Jansen's work has already garnered quite a bit of attention, including the TED co-sign, but until his handcrafted herds reach critical mass, their biggest problem might be that they're too big: wander as they might, but most of us will never have the chance to see one in the wild. After facing the same problem in his full-size homage to the Strandbeest (below), Portland, OR's David Lansdowne decided to take it down a notch, from roughly the size of a sedan to that of, well, an RC car.


The "Humble Velocipede" is the flagship product of Small Wonder Toys, Lansdowne's venture with friends Dano Wall and Hannah Moshontz, who have successfully funded the critter several times over on Kickstarter. Its satisfyingly clacky bamboo footfalls evoke a Jacob's Ladder, while the abstracted form is a step up (so to speak) from wind-up walking contraptions of yore. And if the piston-like crankshaft mechanism isn't an innovation in itself, the nod to Jansen's artistic ambitions is duly noted.

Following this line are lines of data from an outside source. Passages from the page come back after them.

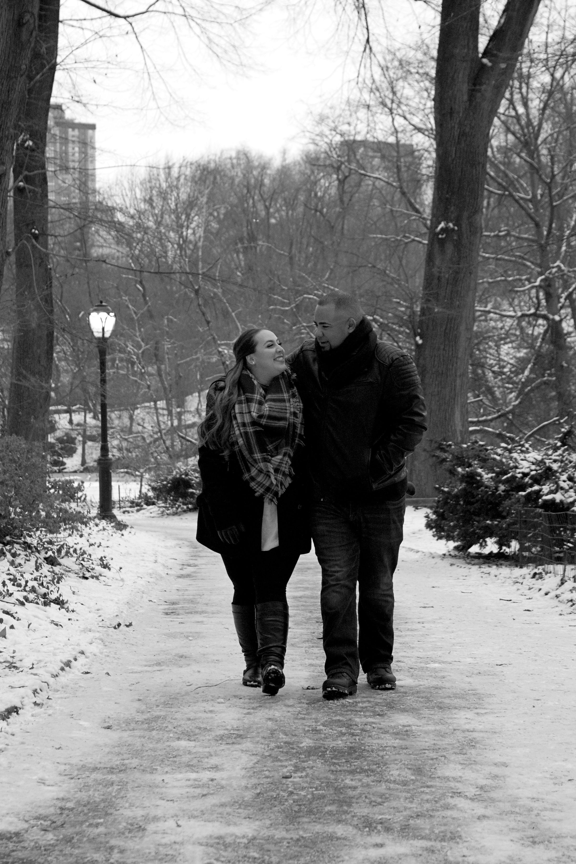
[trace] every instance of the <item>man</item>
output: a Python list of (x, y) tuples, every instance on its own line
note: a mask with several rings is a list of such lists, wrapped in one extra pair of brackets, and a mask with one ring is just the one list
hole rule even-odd
[[(414, 362), (378, 342), (348, 294), (321, 300), (315, 340), (288, 362), (304, 404), (311, 521), (322, 568), (325, 699), (395, 689), (392, 577), (402, 541), (406, 454), (426, 431)], [(357, 638), (356, 586), (359, 588)]]

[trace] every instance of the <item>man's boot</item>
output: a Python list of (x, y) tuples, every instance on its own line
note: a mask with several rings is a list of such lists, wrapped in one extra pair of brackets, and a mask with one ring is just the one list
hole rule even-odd
[(262, 692), (274, 696), (284, 686), (284, 657), (288, 629), (288, 606), (282, 600), (256, 603), (258, 657), (262, 667)]
[(253, 606), (232, 603), (232, 618), (238, 642), (244, 656), (246, 668), (242, 676), (244, 687), (262, 687), (262, 672), (258, 660), (258, 635)]

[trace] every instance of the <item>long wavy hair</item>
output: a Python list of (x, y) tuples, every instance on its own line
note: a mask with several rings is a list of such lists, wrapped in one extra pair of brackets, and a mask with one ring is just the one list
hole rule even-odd
[(256, 351), (256, 337), (262, 327), (250, 327), (241, 333), (232, 346), (236, 365), (224, 378), (224, 387), (215, 393), (214, 403), (206, 411), (206, 419), (198, 427), (198, 440), (212, 450), (226, 450), (232, 428), (232, 411), (238, 397), (238, 382), (245, 359)]

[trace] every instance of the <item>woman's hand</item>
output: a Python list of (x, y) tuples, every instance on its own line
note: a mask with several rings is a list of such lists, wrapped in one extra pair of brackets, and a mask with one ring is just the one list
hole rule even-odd
[(241, 522), (239, 522), (237, 525), (231, 525), (230, 528), (223, 528), (218, 532), (218, 536), (222, 543), (225, 543), (229, 546), (235, 546), (237, 543), (240, 543), (240, 535), (243, 534), (244, 530), (244, 526)]

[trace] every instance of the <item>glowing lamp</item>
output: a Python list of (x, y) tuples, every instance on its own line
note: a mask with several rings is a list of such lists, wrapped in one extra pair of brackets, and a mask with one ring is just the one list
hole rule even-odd
[(116, 315), (110, 306), (100, 301), (88, 315), (88, 323), (96, 339), (107, 340), (110, 339), (114, 329)]

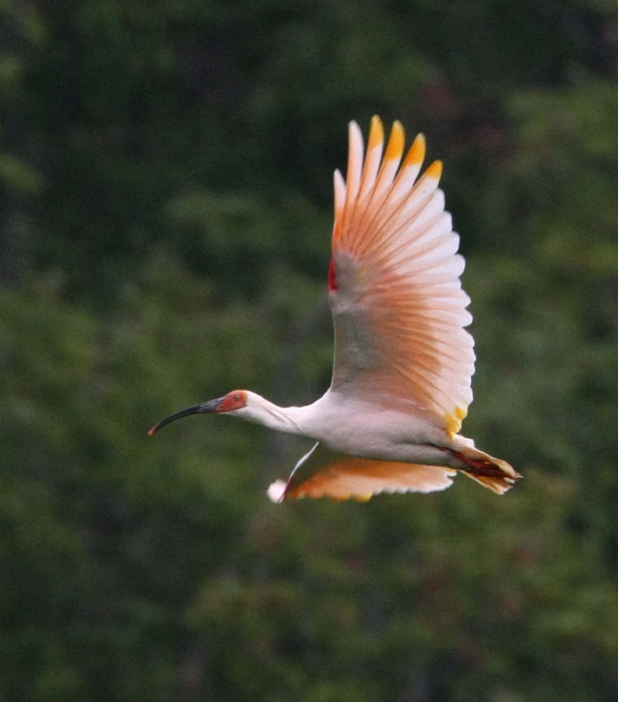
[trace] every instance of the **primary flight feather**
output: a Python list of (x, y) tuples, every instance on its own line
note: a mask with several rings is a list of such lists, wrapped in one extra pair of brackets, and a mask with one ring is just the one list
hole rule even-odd
[(459, 279), (464, 261), (438, 187), (441, 162), (417, 180), (424, 138), (402, 164), (404, 145), (396, 121), (384, 152), (376, 117), (364, 154), (360, 129), (350, 124), (347, 178), (334, 176), (328, 282), (335, 352), (327, 392), (305, 407), (278, 407), (233, 390), (167, 417), (151, 435), (189, 414), (225, 412), (314, 439), (289, 479), (269, 488), (277, 502), (432, 492), (457, 471), (501, 494), (521, 477), (458, 433), (475, 361), (465, 329), (470, 298)]

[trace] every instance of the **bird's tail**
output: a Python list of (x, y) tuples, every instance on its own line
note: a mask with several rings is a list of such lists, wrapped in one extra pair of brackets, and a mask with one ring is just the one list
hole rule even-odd
[(452, 449), (451, 453), (465, 464), (465, 468), (457, 465), (458, 470), (499, 495), (512, 488), (522, 477), (506, 461), (494, 458), (473, 446), (460, 446), (456, 450)]

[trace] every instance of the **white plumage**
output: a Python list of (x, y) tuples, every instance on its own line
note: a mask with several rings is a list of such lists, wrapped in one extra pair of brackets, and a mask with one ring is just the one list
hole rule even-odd
[(419, 135), (400, 168), (404, 131), (395, 122), (383, 159), (374, 117), (367, 154), (350, 125), (347, 182), (335, 171), (335, 224), (329, 291), (335, 326), (331, 387), (305, 407), (277, 407), (255, 393), (182, 410), (229, 412), (317, 442), (275, 501), (303, 496), (368, 499), (380, 492), (430, 492), (456, 471), (501, 494), (520, 476), (457, 432), (472, 401), (472, 317), (461, 289), (459, 237), (438, 188), (442, 164), (416, 180), (425, 155)]

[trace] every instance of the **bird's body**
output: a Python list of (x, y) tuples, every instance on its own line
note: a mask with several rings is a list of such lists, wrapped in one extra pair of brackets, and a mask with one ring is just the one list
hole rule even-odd
[(335, 173), (335, 226), (329, 293), (335, 324), (333, 378), (304, 407), (278, 407), (246, 390), (195, 405), (180, 416), (228, 412), (317, 443), (271, 498), (322, 496), (367, 499), (382, 491), (430, 492), (457, 470), (495, 492), (520, 476), (506, 461), (459, 435), (472, 401), (473, 340), (464, 327), (470, 302), (459, 275), (459, 237), (444, 211), (436, 161), (416, 181), (419, 135), (399, 168), (403, 128), (372, 123), (363, 159), (350, 126), (347, 183)]

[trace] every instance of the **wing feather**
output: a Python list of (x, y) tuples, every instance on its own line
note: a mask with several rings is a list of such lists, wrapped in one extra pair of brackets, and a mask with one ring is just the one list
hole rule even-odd
[(350, 123), (347, 185), (335, 173), (331, 388), (421, 413), (453, 435), (472, 401), (475, 356), (464, 329), (472, 320), (459, 280), (465, 262), (438, 187), (442, 163), (416, 180), (424, 137), (400, 168), (400, 123), (382, 159), (383, 141), (374, 117), (363, 164), (362, 135)]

In fact, I was interested to see that the Small World Toys team is also offering a decidedly more abstract kind of wall art as a reward. "Spoil Board" is an ultracontemporary maker epiphenomenon: scrap MDF that's been etched with the unerring paths of a CNC machine like digi-fab film negatives, deemed objets d'art by ITP's Ben Light (whose kinetic sculpture was one of our All City All Stars). Taken out of context, the criss-crossing vectors of Light's examples resemble everything from Roomba meanderings to minimalist subway maps; the Velocipede version looks something like an abstracted circuit board. Still, at $50 a pop, only one backer had taken them up on the upcycled artwork as of press time.

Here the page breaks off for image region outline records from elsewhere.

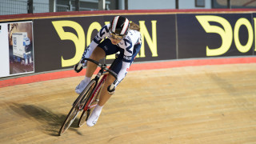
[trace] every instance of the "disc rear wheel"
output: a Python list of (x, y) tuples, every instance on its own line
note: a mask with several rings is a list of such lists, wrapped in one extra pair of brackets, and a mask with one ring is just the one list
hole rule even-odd
[(74, 101), (73, 107), (66, 117), (66, 119), (62, 125), (61, 129), (59, 130), (58, 135), (62, 135), (62, 134), (64, 134), (66, 130), (71, 126), (78, 113), (82, 110), (86, 99), (90, 97), (90, 95), (91, 95), (91, 92), (93, 91), (95, 84), (96, 81), (92, 80), (78, 97), (78, 98)]

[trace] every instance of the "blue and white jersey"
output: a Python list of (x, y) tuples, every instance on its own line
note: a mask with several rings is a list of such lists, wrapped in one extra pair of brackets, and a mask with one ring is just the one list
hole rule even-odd
[[(105, 38), (110, 38), (110, 24), (104, 26), (94, 40), (90, 44), (89, 47), (91, 48), (92, 51), (97, 47), (101, 41)], [(125, 78), (131, 62), (133, 62), (134, 48), (136, 45), (141, 45), (141, 34), (139, 31), (134, 30), (128, 30), (128, 34), (120, 41), (117, 46), (121, 49), (124, 50), (124, 56), (122, 58), (122, 69), (118, 74), (118, 82), (116, 86)]]

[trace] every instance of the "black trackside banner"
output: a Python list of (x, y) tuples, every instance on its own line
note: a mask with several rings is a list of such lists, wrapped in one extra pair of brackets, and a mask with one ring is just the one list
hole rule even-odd
[(177, 14), (177, 57), (253, 55), (253, 24), (251, 14)]
[[(176, 59), (175, 14), (126, 15), (140, 26), (142, 45), (135, 62)], [(114, 16), (34, 20), (35, 72), (70, 68)], [(110, 63), (114, 55), (106, 57)]]

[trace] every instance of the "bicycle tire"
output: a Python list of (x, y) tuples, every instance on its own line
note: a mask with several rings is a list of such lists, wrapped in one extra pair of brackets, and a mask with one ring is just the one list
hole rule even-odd
[[(59, 132), (58, 135), (61, 136), (63, 134), (66, 130), (71, 126), (76, 117), (78, 116), (78, 113), (82, 110), (82, 106), (84, 104), (81, 105), (81, 102), (82, 103), (83, 100), (85, 98), (87, 98), (88, 94), (89, 95), (91, 94), (92, 93), (89, 93), (88, 90), (92, 90), (95, 87), (94, 86), (94, 84), (96, 83), (95, 80), (91, 80), (90, 82), (87, 85), (87, 86), (83, 90), (83, 91), (81, 93), (81, 94), (78, 97), (78, 98), (74, 101), (73, 106), (67, 114), (67, 116), (65, 118), (65, 121), (63, 122)], [(95, 85), (94, 85), (95, 86)], [(87, 96), (87, 97), (86, 97)], [(79, 106), (78, 106), (79, 104)]]
[[(103, 76), (100, 79), (99, 85), (101, 85), (101, 86), (100, 86), (100, 88), (98, 89), (98, 90), (97, 91), (97, 94), (95, 94), (95, 96), (94, 96), (94, 98), (93, 99), (93, 102), (95, 101), (95, 98), (97, 98), (99, 96), (99, 94), (101, 94), (101, 92), (102, 92), (102, 86), (104, 85), (104, 82), (105, 82), (105, 80), (102, 79), (102, 78), (105, 78), (105, 80), (106, 80), (106, 77)], [(85, 103), (85, 106), (86, 106), (87, 103), (90, 102), (89, 100), (90, 100), (90, 98), (88, 98), (86, 100), (86, 102)], [(91, 108), (91, 109), (88, 109), (87, 110), (83, 110), (82, 111), (82, 114), (80, 116), (79, 121), (78, 121), (78, 127), (82, 126), (86, 123), (86, 122), (87, 121), (88, 118), (90, 117), (90, 115), (91, 112), (94, 110), (94, 108)]]

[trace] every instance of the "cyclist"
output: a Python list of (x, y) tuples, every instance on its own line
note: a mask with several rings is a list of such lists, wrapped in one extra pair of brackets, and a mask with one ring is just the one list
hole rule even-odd
[[(106, 37), (107, 38), (101, 42)], [(127, 74), (130, 66), (140, 50), (141, 45), (139, 26), (134, 22), (130, 23), (129, 20), (125, 17), (116, 16), (113, 18), (111, 23), (104, 26), (99, 30), (86, 49), (82, 59), (90, 58), (99, 61), (104, 58), (106, 55), (113, 54), (119, 51), (120, 54), (117, 58), (118, 62), (112, 68), (112, 70), (118, 74), (118, 82), (114, 84), (116, 87)], [(74, 70), (77, 72), (81, 71), (85, 63), (86, 62), (81, 63), (80, 61), (74, 66)], [(75, 88), (77, 94), (80, 94), (89, 84), (96, 68), (97, 66), (94, 63), (87, 62), (86, 77)], [(107, 90), (107, 86), (111, 85), (114, 81), (114, 78), (109, 74), (106, 84), (102, 87), (99, 102), (86, 122), (88, 126), (93, 126), (96, 124), (104, 104), (111, 97), (111, 94), (114, 93), (115, 89), (113, 91)]]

Now, let's see if Lansdowne can Kickstart a scaled-down version of his human-sized hamster wheel... to, say, the size of a pet rodent.

Comments
Um, doesn't Core77 usually stay away from offering free advertising to rip-offs -- people or companies who try to cash in on someone else's design work? Is there some mysterious way that this isn't a total rip-off of Theo Jansen's Strandbeest sculptures -- 2 small toy versions of which are available from Theo Jansen?
http://www.strandbeest.com/shop/index_usa.php
@Ken I co-founded Small Wonder Toys, the company that developed the Velocipede. You'll be happy to know that we made sure to get Jansen's blessing at the outset of our efforts. Our questionable cribbing of "velocipede" from the graveyard of fanciful mechanical anachronisms is fully up for debate, tho.